This I Believe

Eric - Valley Village, California
Entered on January 31, 2008
Age Group: 30 - 50

Prior to working for a television network, I had been a freelance advertising writer for seven years. Self-employment has its own stresses, but generally speaking, interpersonal relations is not usually one of them, since you spend most of the day at home in your underwear and your primary contact with others comes through the telephone, which you can ignore if you want to take a nap.

Working in an office, I discovered, requires me to be nice. All the time. Which is almost as easy as balancing a spinning plate on the end of my nose while my hair is on fire.

The stresses of the workday, problems at home, etc., often conspire to put people in bad moods that they then want to take out on those around them – particularly subordinates, since they have little say in the matter and are therefore the most rewarding targets.

The challenge: how to be an Inner Beauty Queen when ugliness reigns around you?

On occasion, while shlepping down the mile-long hallways of the building I work in, co-workers have said to me, “Why do you smile so much?” “Aren’t you ever in a bad mood?” Whenever I pass one particular woman, she yells out, “It’s Positive Energy Man!”
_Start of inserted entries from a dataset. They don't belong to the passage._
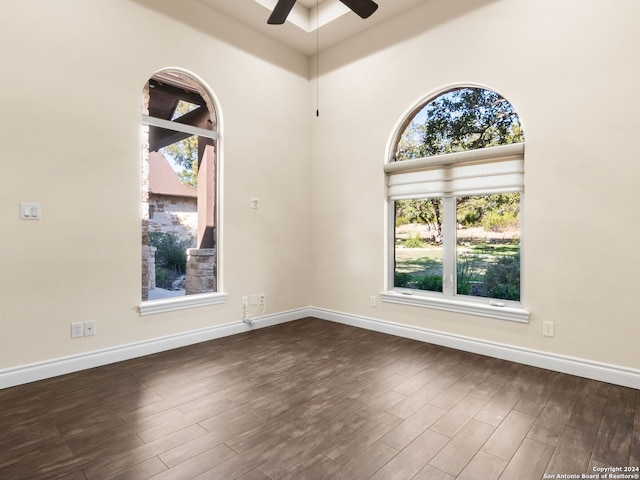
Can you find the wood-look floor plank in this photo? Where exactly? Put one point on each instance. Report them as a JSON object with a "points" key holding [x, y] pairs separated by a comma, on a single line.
{"points": [[455, 456], [366, 463], [573, 453], [529, 462], [407, 431], [412, 459], [483, 466], [509, 435]]}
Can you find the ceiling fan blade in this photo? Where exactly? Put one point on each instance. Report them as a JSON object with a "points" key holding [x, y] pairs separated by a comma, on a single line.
{"points": [[364, 8], [281, 12]]}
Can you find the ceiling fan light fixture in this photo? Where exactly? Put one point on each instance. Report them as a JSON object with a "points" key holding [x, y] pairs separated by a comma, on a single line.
{"points": [[363, 8]]}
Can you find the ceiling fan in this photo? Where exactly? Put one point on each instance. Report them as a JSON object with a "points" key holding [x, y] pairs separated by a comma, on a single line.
{"points": [[364, 8]]}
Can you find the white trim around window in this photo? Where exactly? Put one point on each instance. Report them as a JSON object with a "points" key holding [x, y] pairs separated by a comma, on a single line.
{"points": [[151, 307], [492, 309], [485, 171]]}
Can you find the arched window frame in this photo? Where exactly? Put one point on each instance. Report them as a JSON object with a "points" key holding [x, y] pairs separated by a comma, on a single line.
{"points": [[436, 176], [148, 307]]}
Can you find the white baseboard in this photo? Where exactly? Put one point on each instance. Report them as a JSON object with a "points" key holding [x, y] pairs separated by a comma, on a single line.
{"points": [[60, 366], [626, 377]]}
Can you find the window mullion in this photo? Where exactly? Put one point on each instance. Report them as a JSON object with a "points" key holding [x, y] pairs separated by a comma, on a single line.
{"points": [[449, 246]]}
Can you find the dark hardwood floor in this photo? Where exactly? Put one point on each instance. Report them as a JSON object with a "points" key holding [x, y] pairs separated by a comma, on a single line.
{"points": [[312, 400]]}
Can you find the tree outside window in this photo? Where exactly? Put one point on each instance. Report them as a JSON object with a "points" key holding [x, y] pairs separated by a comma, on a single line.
{"points": [[456, 211]]}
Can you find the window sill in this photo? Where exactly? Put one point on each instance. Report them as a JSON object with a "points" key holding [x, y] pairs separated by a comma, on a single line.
{"points": [[513, 314], [152, 307]]}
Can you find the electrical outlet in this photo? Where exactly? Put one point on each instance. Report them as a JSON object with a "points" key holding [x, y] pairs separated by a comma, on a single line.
{"points": [[89, 328], [77, 329], [548, 329]]}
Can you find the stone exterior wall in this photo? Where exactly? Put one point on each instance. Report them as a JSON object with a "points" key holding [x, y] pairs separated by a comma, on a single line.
{"points": [[174, 215]]}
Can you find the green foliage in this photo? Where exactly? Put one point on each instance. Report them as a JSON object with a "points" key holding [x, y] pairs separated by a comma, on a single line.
{"points": [[459, 120], [400, 220], [190, 176], [496, 221], [414, 241], [171, 252], [402, 280], [432, 283], [466, 275], [427, 212], [502, 279]]}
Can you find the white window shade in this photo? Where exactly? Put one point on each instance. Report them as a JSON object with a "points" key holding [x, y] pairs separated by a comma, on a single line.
{"points": [[489, 170]]}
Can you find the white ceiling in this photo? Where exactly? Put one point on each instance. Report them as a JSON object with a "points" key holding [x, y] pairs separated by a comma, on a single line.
{"points": [[335, 21]]}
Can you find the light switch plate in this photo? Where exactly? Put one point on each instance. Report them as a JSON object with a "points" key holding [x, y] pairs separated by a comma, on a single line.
{"points": [[30, 211]]}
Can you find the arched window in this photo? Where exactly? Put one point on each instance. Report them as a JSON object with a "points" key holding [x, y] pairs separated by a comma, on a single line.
{"points": [[179, 195], [455, 183]]}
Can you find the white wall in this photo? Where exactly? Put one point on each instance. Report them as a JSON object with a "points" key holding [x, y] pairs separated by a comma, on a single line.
{"points": [[569, 68], [73, 74]]}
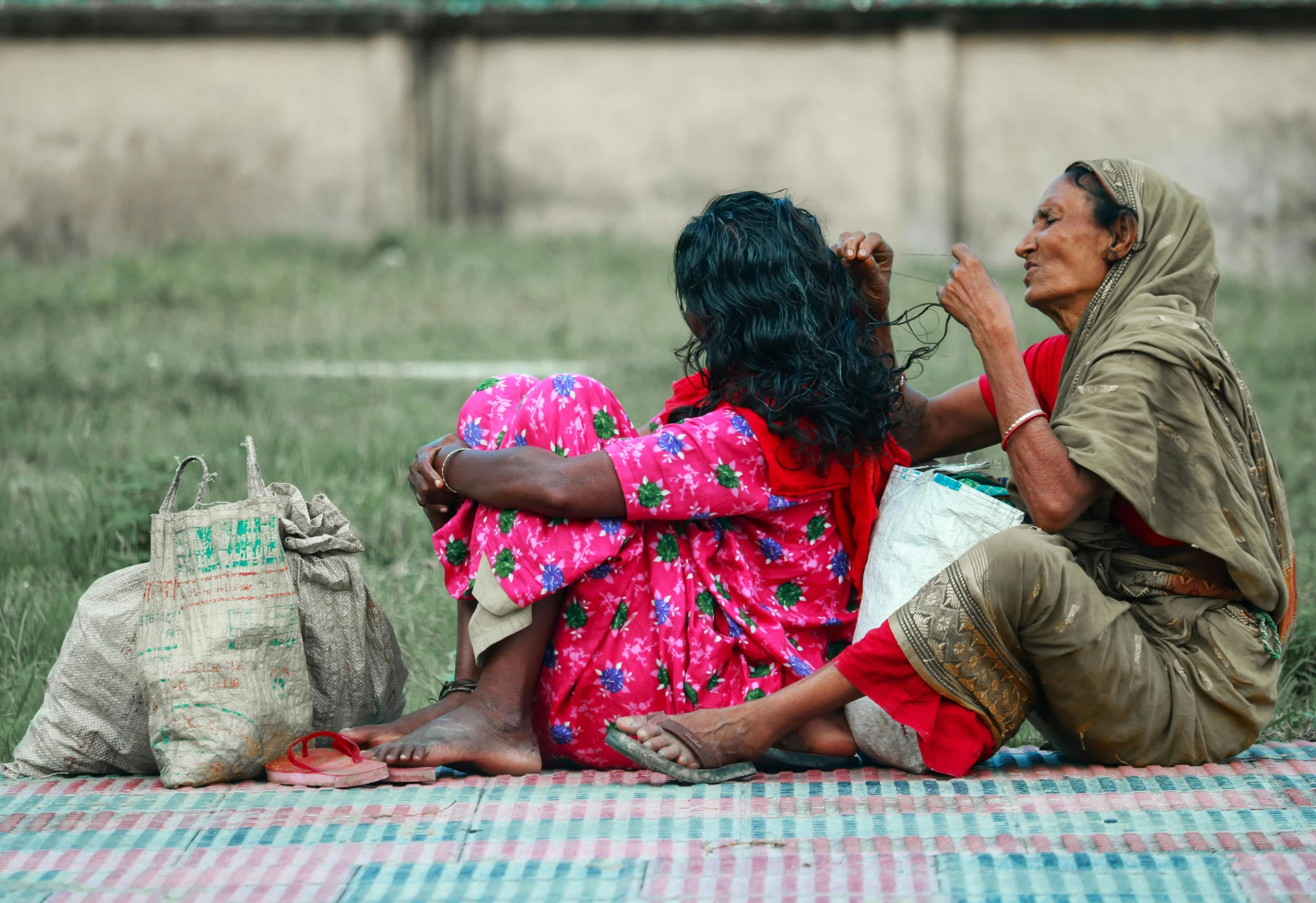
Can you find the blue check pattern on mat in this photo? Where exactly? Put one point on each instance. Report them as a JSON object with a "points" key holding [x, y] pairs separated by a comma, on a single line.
{"points": [[1028, 826]]}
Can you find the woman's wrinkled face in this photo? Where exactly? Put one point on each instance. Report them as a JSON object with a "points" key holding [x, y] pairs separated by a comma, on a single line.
{"points": [[1067, 253]]}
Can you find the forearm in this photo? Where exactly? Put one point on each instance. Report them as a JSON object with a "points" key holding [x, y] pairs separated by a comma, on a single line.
{"points": [[536, 480], [1055, 490]]}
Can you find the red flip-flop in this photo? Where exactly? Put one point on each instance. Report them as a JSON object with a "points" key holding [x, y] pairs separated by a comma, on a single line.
{"points": [[316, 767]]}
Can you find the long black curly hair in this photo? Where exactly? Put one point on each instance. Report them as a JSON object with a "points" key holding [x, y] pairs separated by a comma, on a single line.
{"points": [[780, 329]]}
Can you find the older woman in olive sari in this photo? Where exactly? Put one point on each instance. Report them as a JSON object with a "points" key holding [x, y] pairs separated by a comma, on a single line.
{"points": [[1140, 618]]}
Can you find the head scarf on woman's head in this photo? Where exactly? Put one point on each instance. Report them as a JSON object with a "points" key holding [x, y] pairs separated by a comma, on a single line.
{"points": [[1152, 404]]}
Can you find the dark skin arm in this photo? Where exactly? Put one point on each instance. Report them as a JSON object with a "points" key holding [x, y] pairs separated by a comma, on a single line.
{"points": [[524, 479], [957, 421], [1056, 490]]}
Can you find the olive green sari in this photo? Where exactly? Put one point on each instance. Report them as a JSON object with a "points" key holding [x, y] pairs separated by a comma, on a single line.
{"points": [[1119, 653]]}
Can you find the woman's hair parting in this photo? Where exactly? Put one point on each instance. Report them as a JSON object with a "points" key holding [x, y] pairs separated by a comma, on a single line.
{"points": [[1105, 208], [782, 331]]}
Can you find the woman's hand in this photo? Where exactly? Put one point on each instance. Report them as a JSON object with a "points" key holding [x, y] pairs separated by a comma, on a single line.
{"points": [[868, 258], [439, 501], [974, 299]]}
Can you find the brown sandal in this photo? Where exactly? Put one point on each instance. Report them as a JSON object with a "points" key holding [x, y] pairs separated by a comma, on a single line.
{"points": [[649, 759]]}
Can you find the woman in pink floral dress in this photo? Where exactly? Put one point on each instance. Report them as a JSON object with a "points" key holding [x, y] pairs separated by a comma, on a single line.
{"points": [[705, 561]]}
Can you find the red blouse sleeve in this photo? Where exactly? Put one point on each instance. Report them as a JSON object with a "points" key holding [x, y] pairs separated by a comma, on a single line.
{"points": [[1043, 362]]}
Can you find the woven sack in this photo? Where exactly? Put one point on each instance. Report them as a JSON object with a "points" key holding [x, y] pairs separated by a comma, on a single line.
{"points": [[220, 655], [926, 521], [357, 671], [93, 720]]}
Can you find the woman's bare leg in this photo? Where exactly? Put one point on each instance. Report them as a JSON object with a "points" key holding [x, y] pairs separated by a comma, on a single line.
{"points": [[746, 733], [492, 731], [374, 735]]}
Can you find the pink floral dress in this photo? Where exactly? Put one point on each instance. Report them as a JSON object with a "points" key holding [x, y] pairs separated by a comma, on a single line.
{"points": [[710, 593]]}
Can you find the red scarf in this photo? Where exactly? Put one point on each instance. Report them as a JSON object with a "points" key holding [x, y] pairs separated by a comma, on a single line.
{"points": [[855, 491]]}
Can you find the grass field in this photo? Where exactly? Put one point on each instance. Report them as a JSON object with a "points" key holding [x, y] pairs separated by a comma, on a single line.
{"points": [[110, 370]]}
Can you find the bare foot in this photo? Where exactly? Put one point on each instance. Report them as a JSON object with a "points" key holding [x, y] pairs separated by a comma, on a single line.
{"points": [[826, 735], [373, 735], [730, 731], [469, 737]]}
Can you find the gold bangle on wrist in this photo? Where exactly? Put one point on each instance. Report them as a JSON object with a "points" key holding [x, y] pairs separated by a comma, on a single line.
{"points": [[443, 469]]}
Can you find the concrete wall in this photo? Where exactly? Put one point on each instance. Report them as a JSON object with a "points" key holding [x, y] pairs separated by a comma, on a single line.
{"points": [[926, 135], [1232, 119], [113, 145]]}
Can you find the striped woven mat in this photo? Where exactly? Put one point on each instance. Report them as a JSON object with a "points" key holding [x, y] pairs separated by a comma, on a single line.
{"points": [[1028, 826]]}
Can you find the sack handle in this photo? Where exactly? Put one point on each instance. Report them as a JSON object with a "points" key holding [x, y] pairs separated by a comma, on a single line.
{"points": [[168, 505], [256, 483]]}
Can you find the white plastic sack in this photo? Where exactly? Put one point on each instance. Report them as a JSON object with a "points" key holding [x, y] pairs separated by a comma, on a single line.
{"points": [[926, 521]]}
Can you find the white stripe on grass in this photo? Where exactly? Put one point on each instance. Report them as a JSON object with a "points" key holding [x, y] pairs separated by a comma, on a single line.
{"points": [[413, 370]]}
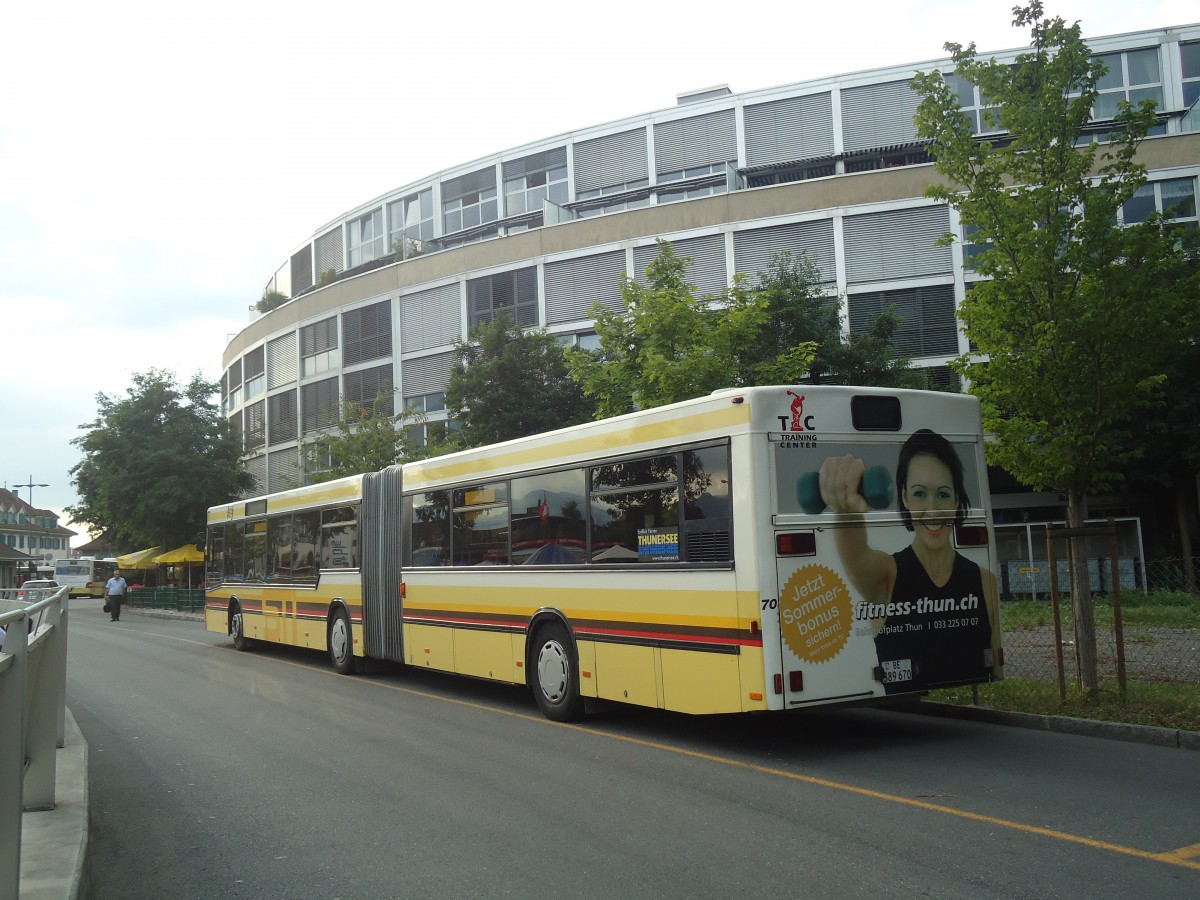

This, I assure you, is often balanced out by days where I’d just as soon go postal on these same co-workers. But I realized early on in my employment here that my real job is not creating promos for television series; it’s about spreading a little cheer.

The spiritual speaker Marianne Williamson once said, “Every place is a church.” Which means that no matter where you are, you have the opportunity to be nice. Okay, the endless freakin’ challenge to be nice. And I don’t mean that fake kind of niceness that has us smiling sweetly at someone while plotting their death by some heinous yet highly creative torture. I mean as much genuine kindness and respect as you can muster given that the person in question may be a full-on cretin.

The benefit in this kind of behavior is the old axion, “You reap what you sow.” Kindness begets kindness. Doing something kind – even the smallest effort, like smiling at someone in passing – can result in their reflecting some kindness back to you. Or in their reflecting it on to someone else. Okay, that’s not nearly as much fun since we’re usually not there to see it, but hey, it should turn out to be a pretty festive moment if we have to revisit it at Heaven’s cineplex.

When I smile at others and they smile back, it feels good. It makes me feel liked. And more importantly, it makes me feel as if I’m doing something constructive with my life. It’s a constant, sometimes Sissyphustic challenge to stay positive, but my goal is to become the reigning Inner Beauty Queen of this company. I’ll pass on the sash and tiara, but hey, I’ll take the world peace.